Ostatnim nabytkiem w kadrze jest Matty Cash, który zgłosił chęć występów w reprezentacji Polski. Mama obrońcy Aston Villi jest Polką. Piłkarz otrzymał tymczasowy paszport i zadebiutował w drużynie narodowej w wyjazdowym meczu z Andorą. Wszedł w drugiej połowie i pozostawił po sobie korzystne wrażenie. A jak jego powołanie do naszej kadry ocenia Michał Listkiewicz? - To świetny ruch - mówi wprost w rozmowie z naszym portalem Listkiewicz. - Matty Cash to zawodnik, który w każdym meczu gwarantuje wysoki poziom.

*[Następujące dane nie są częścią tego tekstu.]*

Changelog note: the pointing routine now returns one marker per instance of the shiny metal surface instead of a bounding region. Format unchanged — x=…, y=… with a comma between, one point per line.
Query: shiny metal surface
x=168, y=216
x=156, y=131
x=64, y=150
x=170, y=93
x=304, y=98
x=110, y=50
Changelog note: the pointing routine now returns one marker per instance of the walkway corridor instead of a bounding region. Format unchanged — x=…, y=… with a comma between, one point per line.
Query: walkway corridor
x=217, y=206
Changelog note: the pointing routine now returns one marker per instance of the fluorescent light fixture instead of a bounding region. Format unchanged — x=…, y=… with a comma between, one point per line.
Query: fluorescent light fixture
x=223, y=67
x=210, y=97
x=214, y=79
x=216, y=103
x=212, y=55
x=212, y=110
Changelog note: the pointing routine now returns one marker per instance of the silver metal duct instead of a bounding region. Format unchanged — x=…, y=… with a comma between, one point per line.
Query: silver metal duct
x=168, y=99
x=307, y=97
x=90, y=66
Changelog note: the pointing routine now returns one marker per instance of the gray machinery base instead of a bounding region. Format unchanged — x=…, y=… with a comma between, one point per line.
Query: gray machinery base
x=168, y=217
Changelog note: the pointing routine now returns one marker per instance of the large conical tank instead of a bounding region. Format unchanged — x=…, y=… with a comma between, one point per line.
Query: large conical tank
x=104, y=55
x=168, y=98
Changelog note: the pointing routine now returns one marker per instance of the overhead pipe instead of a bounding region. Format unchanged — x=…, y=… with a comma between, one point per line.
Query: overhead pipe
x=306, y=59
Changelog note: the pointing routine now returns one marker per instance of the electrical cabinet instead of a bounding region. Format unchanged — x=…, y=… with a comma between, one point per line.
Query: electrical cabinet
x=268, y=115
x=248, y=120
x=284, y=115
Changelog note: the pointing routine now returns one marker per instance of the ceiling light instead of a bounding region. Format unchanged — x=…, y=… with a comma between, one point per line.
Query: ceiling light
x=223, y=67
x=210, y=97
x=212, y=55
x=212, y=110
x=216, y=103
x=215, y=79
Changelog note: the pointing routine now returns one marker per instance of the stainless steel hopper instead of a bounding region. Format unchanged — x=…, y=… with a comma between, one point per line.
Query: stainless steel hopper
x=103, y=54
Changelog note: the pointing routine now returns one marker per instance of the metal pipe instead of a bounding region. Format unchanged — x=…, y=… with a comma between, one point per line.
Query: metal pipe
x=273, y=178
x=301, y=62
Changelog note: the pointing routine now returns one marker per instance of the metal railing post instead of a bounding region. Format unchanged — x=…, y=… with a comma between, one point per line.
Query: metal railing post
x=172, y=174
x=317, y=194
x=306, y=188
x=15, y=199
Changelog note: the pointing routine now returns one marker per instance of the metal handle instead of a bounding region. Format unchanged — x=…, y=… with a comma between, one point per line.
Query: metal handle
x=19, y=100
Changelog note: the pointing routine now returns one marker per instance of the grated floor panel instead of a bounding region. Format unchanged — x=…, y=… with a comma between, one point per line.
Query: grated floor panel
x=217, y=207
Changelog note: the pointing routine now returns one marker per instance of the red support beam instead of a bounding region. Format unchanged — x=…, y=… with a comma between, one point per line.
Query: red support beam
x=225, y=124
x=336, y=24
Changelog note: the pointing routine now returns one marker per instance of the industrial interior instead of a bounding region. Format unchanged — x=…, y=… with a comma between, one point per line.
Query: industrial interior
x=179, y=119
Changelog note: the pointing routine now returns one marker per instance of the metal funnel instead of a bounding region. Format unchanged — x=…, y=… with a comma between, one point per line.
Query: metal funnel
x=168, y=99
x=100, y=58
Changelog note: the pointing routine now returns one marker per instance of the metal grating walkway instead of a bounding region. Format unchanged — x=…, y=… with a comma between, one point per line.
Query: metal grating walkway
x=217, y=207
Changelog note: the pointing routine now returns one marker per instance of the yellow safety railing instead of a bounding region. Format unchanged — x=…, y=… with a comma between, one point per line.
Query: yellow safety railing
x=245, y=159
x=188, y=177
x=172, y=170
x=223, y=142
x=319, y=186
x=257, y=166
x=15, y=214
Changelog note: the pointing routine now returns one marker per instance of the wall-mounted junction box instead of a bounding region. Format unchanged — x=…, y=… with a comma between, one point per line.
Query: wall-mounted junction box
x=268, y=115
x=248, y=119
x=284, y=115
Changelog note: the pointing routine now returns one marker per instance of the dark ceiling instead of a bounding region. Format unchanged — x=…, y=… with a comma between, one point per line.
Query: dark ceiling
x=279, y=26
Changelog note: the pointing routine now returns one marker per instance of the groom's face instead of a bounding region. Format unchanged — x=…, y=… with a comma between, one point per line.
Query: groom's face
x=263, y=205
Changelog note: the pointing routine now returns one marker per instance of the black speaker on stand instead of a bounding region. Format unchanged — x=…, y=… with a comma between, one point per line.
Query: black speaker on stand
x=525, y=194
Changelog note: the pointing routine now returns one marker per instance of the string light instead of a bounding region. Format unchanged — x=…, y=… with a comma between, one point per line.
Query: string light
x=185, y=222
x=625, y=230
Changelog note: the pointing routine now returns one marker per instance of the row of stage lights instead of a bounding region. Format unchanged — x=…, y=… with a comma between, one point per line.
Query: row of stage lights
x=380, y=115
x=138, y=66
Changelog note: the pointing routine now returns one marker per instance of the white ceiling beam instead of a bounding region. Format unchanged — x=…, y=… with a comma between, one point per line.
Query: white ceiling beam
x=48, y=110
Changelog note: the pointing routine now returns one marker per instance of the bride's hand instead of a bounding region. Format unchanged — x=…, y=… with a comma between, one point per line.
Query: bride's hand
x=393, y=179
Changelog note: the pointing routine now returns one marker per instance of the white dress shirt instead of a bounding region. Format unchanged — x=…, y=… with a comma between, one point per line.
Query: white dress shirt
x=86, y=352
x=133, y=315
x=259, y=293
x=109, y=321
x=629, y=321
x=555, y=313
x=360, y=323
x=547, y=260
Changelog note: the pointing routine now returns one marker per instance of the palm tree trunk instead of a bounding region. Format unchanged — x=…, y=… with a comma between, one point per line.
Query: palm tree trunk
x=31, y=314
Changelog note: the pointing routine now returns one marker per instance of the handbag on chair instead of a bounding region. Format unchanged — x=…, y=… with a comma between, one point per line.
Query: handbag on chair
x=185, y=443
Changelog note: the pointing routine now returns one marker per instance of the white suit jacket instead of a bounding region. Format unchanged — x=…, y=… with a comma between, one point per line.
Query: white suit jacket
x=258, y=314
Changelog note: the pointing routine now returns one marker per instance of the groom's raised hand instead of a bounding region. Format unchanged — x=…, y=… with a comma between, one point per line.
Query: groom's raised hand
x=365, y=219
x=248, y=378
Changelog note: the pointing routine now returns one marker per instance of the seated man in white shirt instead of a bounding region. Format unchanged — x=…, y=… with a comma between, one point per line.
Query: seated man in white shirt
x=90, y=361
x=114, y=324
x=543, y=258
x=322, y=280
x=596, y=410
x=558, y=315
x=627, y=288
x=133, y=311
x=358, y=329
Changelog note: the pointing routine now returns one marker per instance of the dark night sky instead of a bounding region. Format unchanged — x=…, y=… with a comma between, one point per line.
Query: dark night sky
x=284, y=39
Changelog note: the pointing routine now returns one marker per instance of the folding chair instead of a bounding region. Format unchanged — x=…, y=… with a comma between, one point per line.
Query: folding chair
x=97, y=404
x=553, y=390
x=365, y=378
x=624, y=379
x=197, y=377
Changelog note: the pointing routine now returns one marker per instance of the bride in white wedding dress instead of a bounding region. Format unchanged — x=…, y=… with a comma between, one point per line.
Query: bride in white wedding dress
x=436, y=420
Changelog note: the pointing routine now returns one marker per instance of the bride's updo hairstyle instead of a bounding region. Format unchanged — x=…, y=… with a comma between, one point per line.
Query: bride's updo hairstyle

Może nie będzie skuteczny jak Robert Lewandowski, bo nie jest od tego, ale to duże wzmocnienie. Występuje w Premier League, a to już mówi samo za siebie - twierdzi.

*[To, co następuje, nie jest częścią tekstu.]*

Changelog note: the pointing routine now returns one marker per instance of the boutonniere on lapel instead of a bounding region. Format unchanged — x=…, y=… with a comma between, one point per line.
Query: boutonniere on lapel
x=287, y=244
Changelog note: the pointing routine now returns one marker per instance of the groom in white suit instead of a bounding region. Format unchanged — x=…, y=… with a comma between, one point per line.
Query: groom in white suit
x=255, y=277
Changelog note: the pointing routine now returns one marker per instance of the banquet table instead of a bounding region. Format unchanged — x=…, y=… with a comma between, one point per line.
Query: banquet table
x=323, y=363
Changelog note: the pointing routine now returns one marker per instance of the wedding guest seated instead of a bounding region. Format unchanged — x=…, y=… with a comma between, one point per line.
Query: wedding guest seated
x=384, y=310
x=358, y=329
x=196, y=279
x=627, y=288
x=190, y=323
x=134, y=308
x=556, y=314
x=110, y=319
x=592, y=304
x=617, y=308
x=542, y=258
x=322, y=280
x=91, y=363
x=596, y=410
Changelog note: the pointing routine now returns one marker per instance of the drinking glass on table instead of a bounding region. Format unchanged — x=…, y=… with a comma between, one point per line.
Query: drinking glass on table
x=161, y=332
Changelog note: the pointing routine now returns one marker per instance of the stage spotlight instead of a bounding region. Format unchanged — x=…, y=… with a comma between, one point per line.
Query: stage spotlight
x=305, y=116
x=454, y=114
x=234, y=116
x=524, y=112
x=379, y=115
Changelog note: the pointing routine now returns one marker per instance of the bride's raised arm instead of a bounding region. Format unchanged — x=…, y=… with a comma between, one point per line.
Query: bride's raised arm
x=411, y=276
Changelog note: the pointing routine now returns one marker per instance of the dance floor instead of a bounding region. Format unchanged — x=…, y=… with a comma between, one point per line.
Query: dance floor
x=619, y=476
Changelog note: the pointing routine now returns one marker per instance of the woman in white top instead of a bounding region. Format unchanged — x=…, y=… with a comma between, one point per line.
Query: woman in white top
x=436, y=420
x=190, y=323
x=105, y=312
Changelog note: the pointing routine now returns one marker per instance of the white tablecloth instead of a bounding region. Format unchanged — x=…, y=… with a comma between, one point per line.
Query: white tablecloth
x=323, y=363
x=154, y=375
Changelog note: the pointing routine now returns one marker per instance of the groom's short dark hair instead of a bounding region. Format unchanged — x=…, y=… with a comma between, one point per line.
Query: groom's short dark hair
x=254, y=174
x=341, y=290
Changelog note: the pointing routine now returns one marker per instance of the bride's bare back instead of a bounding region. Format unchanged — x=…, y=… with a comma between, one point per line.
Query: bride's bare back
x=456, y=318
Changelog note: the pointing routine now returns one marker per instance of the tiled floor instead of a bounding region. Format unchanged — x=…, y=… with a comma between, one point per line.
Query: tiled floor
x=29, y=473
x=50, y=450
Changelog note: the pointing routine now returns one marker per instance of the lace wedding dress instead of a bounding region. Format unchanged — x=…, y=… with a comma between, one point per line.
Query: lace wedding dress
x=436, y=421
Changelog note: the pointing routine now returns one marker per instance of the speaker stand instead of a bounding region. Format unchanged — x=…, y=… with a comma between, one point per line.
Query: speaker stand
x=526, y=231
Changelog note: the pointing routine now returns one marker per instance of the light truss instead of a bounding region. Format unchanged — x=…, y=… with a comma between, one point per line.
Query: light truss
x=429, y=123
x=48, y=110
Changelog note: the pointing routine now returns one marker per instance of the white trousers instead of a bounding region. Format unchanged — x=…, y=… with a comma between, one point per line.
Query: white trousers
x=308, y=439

Jednak nie tylko Matty Cash zrobił wrażenie na byłym prezesie PZPN. Komplementuje także napastnika PAOK-u Salonikii. - Bezkompromisowo gra Świderski - mówi. - Rozegrał w kadrze dopiero 13 meczów, a wygląda tak, jakby tych występów miał już z 50. Nie ma kompleksów, wchodzi w pojedynki 1 na 1. Daje do zrozumienia, że jest równym partnerem dla Lewandowskiego. To mi się w nim podoba - przyznał Michał Listkiewicz na naszych łamach.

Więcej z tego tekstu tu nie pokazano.